Through all of the chaos and excitement with being able to feed him, Baby Owen was taken on and off the EEG machine twice. The machine did not pick up any seizures after placing him on phenobarbital - which is definitely a good thing. However, it's important to know that the seizures are a result of his brain injury and he will take them for the rest of his life. 

So where do we go from here? Day by day is the only way to do it. Yes, it's very hard to think of who we thought he'd be, where we thought he'd go, or all of the talks we had before he was born about the sports he'd maybe play or if he'd run triathlons with his strong Daddy -- but we're on a new path now. One that is filled with so much love and appreciation for each moment we have him here with us. If you've never heard of the short little inspirational story called "Welcome to Holland," please take a minute and read it below. Also, share it with anyone you know could benefit from it. I think I read this 50 times a day the week we were in the NICU and continue to read it a few times a day since. It has been such a help in accepting our situation. And Holland really is quite lovely. 



We will continue to update on his appointments, development and the many adventures we will be taking him on. We now have a home nurse twice a week and will be starting with a developmental team this month. We can only hope for the best and continue to pray and ask for prayers for our sweet little superhero.








WELCOME TO HOLLAND

by
Emily Perl Kingsley.

I am often asked to describe the experience of raising a child with a disability - to try to help people who have not shared that unique experience to understand it, to imagine how it would feel. It's like this......

When you're going to have a baby, it's like planning a fabulous vacation trip - to Italy. You buy a bunch of guide books and make your wonderful plans. The Coliseum. The Michelangelo David. The gondolas in Venice. You may learn some handy phrases in Italian. It's all very exciting.


After months of eager anticipation, the day finally arrives. You pack your bags and off you go. Several hours later, the plane lands. The stewardess comes in and says, "Welcome to Holland."
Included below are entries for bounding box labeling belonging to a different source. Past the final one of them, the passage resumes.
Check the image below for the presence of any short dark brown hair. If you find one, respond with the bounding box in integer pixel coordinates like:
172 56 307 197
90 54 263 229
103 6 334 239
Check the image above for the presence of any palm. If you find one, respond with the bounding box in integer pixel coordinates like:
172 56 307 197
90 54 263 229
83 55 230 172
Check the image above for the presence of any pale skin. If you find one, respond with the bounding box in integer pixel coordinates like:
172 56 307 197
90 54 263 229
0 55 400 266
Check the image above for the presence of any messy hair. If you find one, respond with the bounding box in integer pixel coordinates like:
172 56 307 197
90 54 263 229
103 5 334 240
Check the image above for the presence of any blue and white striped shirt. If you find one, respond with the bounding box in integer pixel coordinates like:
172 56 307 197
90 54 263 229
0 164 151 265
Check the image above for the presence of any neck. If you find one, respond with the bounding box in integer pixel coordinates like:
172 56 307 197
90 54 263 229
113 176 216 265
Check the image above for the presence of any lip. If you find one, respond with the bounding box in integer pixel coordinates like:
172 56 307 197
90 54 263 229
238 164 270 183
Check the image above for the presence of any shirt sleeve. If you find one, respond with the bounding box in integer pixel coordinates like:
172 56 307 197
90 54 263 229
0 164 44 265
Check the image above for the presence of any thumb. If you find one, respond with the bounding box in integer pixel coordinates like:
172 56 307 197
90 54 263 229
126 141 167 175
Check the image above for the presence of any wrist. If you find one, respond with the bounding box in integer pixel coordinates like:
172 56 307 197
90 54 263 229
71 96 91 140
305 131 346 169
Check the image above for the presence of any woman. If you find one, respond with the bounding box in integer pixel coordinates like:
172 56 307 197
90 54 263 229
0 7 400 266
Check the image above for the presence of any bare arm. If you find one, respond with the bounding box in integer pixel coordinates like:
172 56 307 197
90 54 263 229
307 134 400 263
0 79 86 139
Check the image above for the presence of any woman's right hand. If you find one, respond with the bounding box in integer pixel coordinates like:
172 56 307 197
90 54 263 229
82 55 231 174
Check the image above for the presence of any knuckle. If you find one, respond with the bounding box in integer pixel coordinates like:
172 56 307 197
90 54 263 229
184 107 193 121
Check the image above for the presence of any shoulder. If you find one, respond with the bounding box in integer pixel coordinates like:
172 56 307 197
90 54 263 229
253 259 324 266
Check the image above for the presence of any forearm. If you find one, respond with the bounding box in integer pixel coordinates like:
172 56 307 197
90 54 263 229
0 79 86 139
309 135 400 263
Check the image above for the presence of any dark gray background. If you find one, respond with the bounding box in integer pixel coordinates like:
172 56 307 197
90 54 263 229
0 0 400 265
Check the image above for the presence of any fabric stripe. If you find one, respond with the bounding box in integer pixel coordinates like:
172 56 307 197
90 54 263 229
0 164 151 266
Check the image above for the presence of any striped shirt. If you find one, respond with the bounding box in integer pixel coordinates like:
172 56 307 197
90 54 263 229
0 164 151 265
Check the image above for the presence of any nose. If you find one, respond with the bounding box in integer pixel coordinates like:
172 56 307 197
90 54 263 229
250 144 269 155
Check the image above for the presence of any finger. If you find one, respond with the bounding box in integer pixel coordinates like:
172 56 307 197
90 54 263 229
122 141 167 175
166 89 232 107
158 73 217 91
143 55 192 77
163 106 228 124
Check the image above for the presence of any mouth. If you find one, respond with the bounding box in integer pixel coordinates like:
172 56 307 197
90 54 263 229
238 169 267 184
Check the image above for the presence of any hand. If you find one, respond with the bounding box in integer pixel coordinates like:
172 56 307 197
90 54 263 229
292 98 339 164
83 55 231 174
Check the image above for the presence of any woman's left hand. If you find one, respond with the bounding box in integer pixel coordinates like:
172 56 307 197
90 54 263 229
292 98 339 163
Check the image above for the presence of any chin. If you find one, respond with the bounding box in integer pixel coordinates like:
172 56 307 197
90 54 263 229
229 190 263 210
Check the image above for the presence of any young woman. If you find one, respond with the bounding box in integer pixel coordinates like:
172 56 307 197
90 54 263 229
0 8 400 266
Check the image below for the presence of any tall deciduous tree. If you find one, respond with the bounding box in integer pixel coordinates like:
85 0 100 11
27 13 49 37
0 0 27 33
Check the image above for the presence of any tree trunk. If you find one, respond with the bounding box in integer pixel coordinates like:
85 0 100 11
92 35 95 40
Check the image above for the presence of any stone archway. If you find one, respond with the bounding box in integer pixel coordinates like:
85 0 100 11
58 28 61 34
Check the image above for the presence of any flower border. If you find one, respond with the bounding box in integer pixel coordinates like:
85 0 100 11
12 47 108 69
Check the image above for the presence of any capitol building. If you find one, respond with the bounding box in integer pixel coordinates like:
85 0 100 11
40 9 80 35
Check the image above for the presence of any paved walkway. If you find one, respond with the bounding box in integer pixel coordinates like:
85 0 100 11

"Holland?!?" you say. "What do you mean Holland?? I signed up for Italy! I'm supposed to be in Italy. All my life I've dreamed of going to Italy."
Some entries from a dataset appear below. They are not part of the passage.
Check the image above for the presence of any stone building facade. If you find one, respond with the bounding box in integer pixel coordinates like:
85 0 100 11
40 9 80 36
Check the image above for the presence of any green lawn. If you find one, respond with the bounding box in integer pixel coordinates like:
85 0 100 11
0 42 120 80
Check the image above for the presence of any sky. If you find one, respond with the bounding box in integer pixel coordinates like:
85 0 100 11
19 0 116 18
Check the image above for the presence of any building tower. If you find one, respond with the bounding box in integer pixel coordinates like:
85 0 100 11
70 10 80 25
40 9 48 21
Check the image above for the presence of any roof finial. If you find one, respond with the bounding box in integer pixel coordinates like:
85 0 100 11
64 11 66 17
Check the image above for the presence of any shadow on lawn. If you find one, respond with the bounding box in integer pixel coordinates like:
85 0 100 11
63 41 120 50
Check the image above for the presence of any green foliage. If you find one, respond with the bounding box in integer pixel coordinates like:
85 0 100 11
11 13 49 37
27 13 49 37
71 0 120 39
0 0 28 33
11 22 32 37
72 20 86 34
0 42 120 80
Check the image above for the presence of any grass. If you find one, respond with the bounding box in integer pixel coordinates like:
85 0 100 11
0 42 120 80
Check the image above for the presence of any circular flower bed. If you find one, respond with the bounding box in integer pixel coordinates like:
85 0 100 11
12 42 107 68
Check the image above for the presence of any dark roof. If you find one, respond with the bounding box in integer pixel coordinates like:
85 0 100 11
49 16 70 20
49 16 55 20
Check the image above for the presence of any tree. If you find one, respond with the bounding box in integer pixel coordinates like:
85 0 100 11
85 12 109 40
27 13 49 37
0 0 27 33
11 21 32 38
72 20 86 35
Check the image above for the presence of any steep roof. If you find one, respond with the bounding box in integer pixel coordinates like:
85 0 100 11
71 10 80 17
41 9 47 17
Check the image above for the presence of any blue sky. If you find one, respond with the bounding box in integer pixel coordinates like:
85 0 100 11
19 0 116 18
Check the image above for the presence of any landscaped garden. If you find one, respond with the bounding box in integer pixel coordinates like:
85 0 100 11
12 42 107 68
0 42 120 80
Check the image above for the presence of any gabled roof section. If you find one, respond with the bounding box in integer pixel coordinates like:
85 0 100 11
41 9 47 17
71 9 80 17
But there's been a change in the flight plan. They've landed in Holland and there you must stay.


The important thing is that they haven't taken you to a horrible, disgusting, filthy place, full of pestilence, famine and disease. It's just a different place.
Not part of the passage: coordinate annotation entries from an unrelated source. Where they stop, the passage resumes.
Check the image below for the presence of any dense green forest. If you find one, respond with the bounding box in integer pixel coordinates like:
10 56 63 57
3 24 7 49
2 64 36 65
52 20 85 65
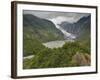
23 14 91 69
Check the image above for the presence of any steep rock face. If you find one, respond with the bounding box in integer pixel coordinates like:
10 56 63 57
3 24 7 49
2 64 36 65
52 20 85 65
23 14 64 42
59 16 91 37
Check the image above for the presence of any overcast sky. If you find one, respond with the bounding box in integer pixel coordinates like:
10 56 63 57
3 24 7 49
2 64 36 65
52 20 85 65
23 10 90 24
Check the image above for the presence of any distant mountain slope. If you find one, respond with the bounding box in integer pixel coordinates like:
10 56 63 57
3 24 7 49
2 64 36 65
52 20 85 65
23 14 63 42
59 16 91 38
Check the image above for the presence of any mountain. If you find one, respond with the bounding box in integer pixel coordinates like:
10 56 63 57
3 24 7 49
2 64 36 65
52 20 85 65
23 14 64 42
23 14 64 56
59 16 91 38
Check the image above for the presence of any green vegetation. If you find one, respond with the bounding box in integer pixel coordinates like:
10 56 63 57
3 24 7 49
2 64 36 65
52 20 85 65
23 14 91 69
24 42 90 69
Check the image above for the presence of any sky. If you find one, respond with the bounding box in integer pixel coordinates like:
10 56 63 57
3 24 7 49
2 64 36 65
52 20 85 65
23 10 90 24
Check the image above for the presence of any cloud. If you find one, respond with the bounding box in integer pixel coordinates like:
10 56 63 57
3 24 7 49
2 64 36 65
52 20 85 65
23 10 90 24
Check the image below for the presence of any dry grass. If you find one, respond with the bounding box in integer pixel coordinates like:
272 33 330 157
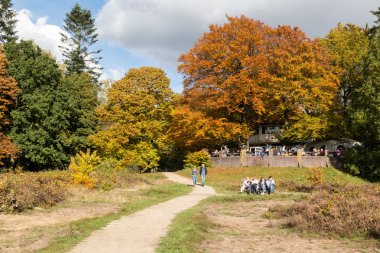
270 184 380 239
0 171 70 212
0 170 164 213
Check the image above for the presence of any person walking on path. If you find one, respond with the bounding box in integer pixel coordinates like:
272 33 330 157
191 166 198 186
199 163 207 186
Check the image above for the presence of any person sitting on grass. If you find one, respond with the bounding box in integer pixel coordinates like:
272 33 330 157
249 177 259 194
267 176 276 194
240 177 251 193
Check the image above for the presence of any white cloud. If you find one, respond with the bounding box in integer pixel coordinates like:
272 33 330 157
96 0 378 68
100 68 127 81
16 9 65 62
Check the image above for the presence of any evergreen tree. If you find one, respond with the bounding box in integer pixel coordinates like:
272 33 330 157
0 0 17 44
345 9 380 179
57 73 99 155
4 41 69 170
0 50 20 167
61 4 101 82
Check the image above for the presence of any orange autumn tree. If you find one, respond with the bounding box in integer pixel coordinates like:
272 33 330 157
178 16 338 142
169 105 250 152
0 50 20 166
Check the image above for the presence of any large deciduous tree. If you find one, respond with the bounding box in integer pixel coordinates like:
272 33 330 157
0 0 17 44
0 50 20 166
91 67 173 170
178 16 338 142
321 23 369 137
345 9 380 179
61 4 101 82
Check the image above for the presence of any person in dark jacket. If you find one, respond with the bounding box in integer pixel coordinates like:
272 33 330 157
199 163 207 186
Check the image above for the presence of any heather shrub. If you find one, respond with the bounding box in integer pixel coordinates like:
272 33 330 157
270 184 380 238
0 171 70 212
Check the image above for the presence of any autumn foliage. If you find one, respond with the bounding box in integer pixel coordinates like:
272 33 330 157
169 106 250 151
90 67 173 170
178 16 339 141
0 50 20 166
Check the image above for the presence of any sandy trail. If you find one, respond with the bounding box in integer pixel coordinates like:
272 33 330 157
70 172 215 253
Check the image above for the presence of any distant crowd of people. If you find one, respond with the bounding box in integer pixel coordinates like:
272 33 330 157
240 176 276 195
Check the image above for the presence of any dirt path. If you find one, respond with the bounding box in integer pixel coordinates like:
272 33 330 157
70 173 215 253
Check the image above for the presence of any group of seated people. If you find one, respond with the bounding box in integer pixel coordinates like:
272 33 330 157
240 176 276 195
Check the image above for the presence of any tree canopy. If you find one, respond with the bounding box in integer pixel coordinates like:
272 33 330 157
91 67 173 170
178 16 338 142
0 0 17 44
0 50 20 166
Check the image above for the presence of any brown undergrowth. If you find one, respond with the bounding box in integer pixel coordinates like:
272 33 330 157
269 184 380 239
0 170 162 213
So you must go out and buy new guide books. And you must learn a whole new language. And you will meet a whole new group of people you would never have met.


It's just a different place. It's slower-paced than Italy, less flashy than Italy. But after you've been there for a while and you catch your breath, you look around.... and you begin to notice that Holland has windmills....and Holland has tulips. Holland even has Rembrandts.


But everyone you know is busy coming and going from Italy... and they're all bragging about what a wonderful time they had there. And for the rest of your life, you will say "Yes, that's where I was supposed to go. That's what I had planned. And the pain of that will never, ever, ever, ever go away... because the loss of that dream is a very very significant loss.


But... if you spend your life mourning the fact that you didn't get to Italy, you may never be free to enjoy the very special, the very lovely things ... about Holland.